People with an avoidant attachment system should not date anxious people, as anxious folks will have difficulty giving them the space they need. Avoidant people almost never date each other because, as the authors say, there is not enough glue to hold two avoidant people together.

Interestingly, twenty five percent of people are avoidant, yet they make up a greater portion of the dating pool because they tend to be single more than other types.

6. People with secure attachment systems are comfortable with closeness, communicate directly, and are generally pretty mellow in relationship. They make for the most reliable partners, and if there is a drawback it is that their stability might seem a little boring at first.

Secure people will find it easiest to date other secure people, but they can help anxiously and avoidantly attached people move toward being secure. However, anxious and avoidant folks can push secure people away from security as well, so beware.

7. Ever been in a relationship where one partner is desperately trying to get close and the other is desperately trying to get space and both are miserable? You were likely stuck in what the authors call the anxious-avoidant trap. The best way to avoid this trap is for anxious and avoidant people not to get together. Not so easy because these two types are quite attracted to each other. The authors do give guidelines for dealing with the anxious-avoidant trap if you are caught in one.

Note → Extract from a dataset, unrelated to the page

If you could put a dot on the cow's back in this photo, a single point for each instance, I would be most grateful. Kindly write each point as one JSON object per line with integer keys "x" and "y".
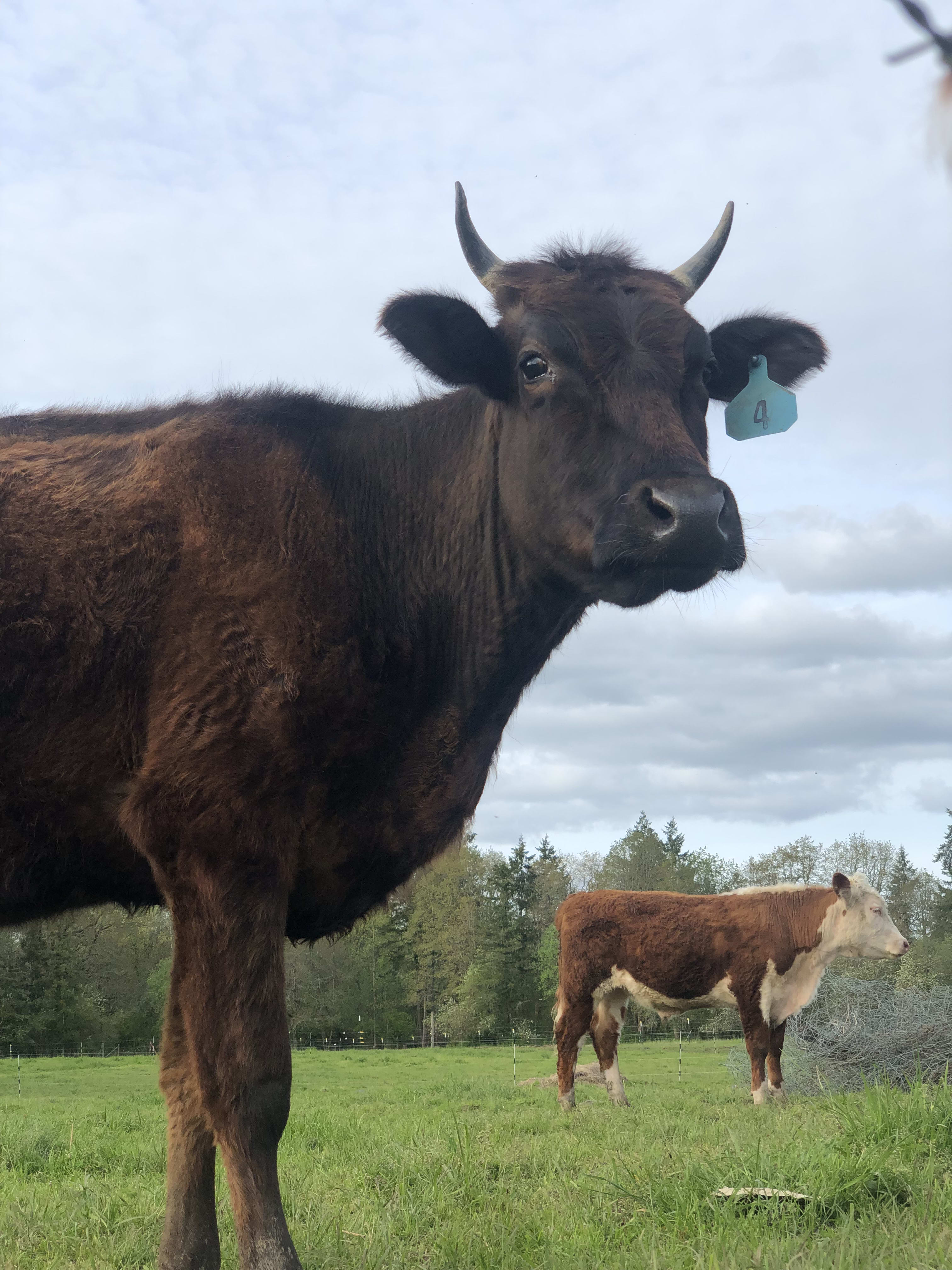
{"x": 110, "y": 546}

8. Everyone should try to communicate directly about their needs. Secure people seem to have a knack for this while anxious and avoidant people have a harder time being straight up about what they want. Anxious people don't want to come across as too needy and often try to play it cool, until such time that they get hurt, and then they act out or get manipulative. Avoidant people often don't recognize their needs for space and instead start to feel less attracted to their partners instead of realizing what is going on inside.

The thing about communicating your needs is that it may not get you the result you want, but it will reveal the truth. Thus, if you want to get serious with someone pretty fast and are up front about this, you may scare away some potential mates, but in so doing you will be screening out folks who would probably make you unhappy.

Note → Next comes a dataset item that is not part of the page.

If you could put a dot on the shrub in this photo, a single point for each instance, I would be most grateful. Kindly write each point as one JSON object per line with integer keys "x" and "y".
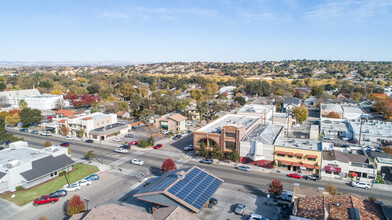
{"x": 75, "y": 205}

The strength of this book is its clarity and readability. On the flip side there is some complexity left out. Though the authors note that attachment style is stable but plastic, but don't say much about how one changes type.

I also wonder about how different relationships bring out different tendencies in us even if we do have one basic type. I for one have found myself displaying traits of all three types at different points in the same relationship. Did I change my type several times? More likely, different aspects of myself came out in response to the relationship at different times. My point is that though there are three distinct types, I think that relationship can be more nuanced than the examples provided by the authors.

Sometimes the authors seem to imply that all you need to be happy is to find yourself someone secure. Though the book does not purport to be a complete relationship book, attachment style is only part (though a very important part) of a relationship. There are a host of other factors that go into choosing a partner including mutual interests, sexual compatibility, values, and religion/spirituality, to name just a few.

All in all though, I highly recommend this book. It will help you with romantic relationships, one of the most important parts of life.